This week, it's the latest from Futurismic and Strange Horizons (or at least, the latest when I made my selection last week, so not actually the latest at Strange Horizons any more - tempus fugit!) These sites are both great examples of how thoroughly fansites have occupied the ground once held by fanzines and the amateur press. I miss the old print zines for very non-scifi reasons of cultural conservatism, but these sites provide everything the old fanzines did and much, much more.
Out Walking the Streets By Eric Del Carlo is one of those low-context stories that makes few concessions to the reader, but gradually builds up the detail to communicate what's happening. I'm going to try and not give it away, because I think that knowing it before hand spoils the effect, but it does kind of limit the points I can make here. After all, I'm trying to encourage you, dear reader, to go read 'em (and dontcha hate people her refer to you as "dear reader"?) These types of story often reward a re-reading, to catch the hints you might have missed before, or to appreciate the author's subtlety, but you can only get the feeling of dawning realisation once!
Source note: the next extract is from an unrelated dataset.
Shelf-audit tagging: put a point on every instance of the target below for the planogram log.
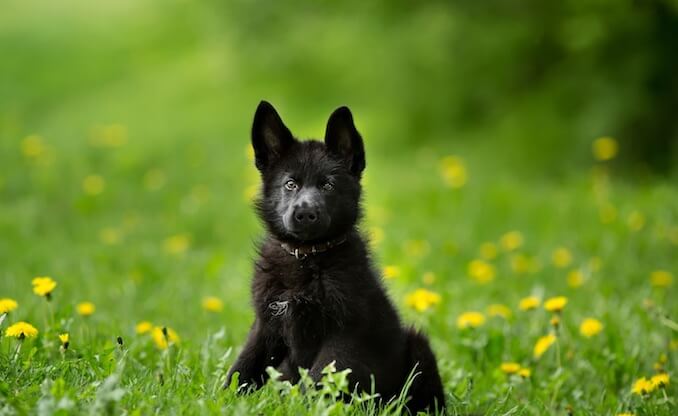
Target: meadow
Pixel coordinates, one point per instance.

The intriguing premise opens up a host of questions, and this story lets us take a peek at just one. It's a dynamic situation well portrayed by De Carlo, and the emotions of the protagonist and his wife are portrayed with great conviction. The resolution relies perhaps a little too much on co-incidence, and rather conveniently closes off the myriad other questions raise. There's a limit to how much one can do in a short space, of course, and Del Carlo's intriguing premise has a lot more drama inherent in it than he has room for here.
I was drawn to Middle Aged Weirdo in a Cadillac by George R Cruikshank by the laconic title, and the story doesn't disappoint. It's a funny and well-observed slice of life with a brimstoney whiff of suburban diabloism. Cruikshank keeps the character goals focused and low-level – both Bob and his hitchiker are looking for a way home, and maybe a little company as the night drags on into the Tom Waits hours of the morning. In fact, Tom Waits would make a pretty good Bob in the Twilight Zone version of this story.
These stories are great examples of the quality short fiction being published online at the moment. Securing great material doesn't seem to be a problem for short fiction publishers right now, the problem they really have is the same problem the old fan publications have always had – how do you make money from it?
A common tactic I've seen on these short fiction Wednesday is to treat the webzine as a loss-leader for print products, such as at Weird Tales or Apex Book Company, which featured in a previous Short Fiction Wednesday. Some others, I guess derive some income from advertising, and others have a link to paypal for donations. However, recently there's been a bit of news on this front, with Ether Books announcing an iPhone-based short story service and Orbit US hoping to sell shorts from their popular authors at £1.99 a time.
Two things occur to me. Firstly, as I've learned – and hopefully shared here – there's a great deal of excellent fiction available online for free, and I haven't even started with the websites of popular authors like Cory Doctorow or Charlie Stross, who have tons of stuff on offer, nor Tor.com, which has been putting out free stories from it's star authors for a couple of years now. Possibly it's different in mainstream, literary fiction, where Ether are hoping to make an impact, but Orbit have surely got an uphill battle. Tim Holman made the point in the comments on John Scalzi's blog that the existence of free stories doesn't necessarily mean people won't pay for other stories, and that's certainly true. However, it does bring me to my second concern: does the audience exist in sufficient numbers to make Orbit's and Ether's efforts turn a profit?
It'll be interesting to see! As the owner of neither an iPhone nor a Kindle, I guess I'll miss out on making my contribution for now!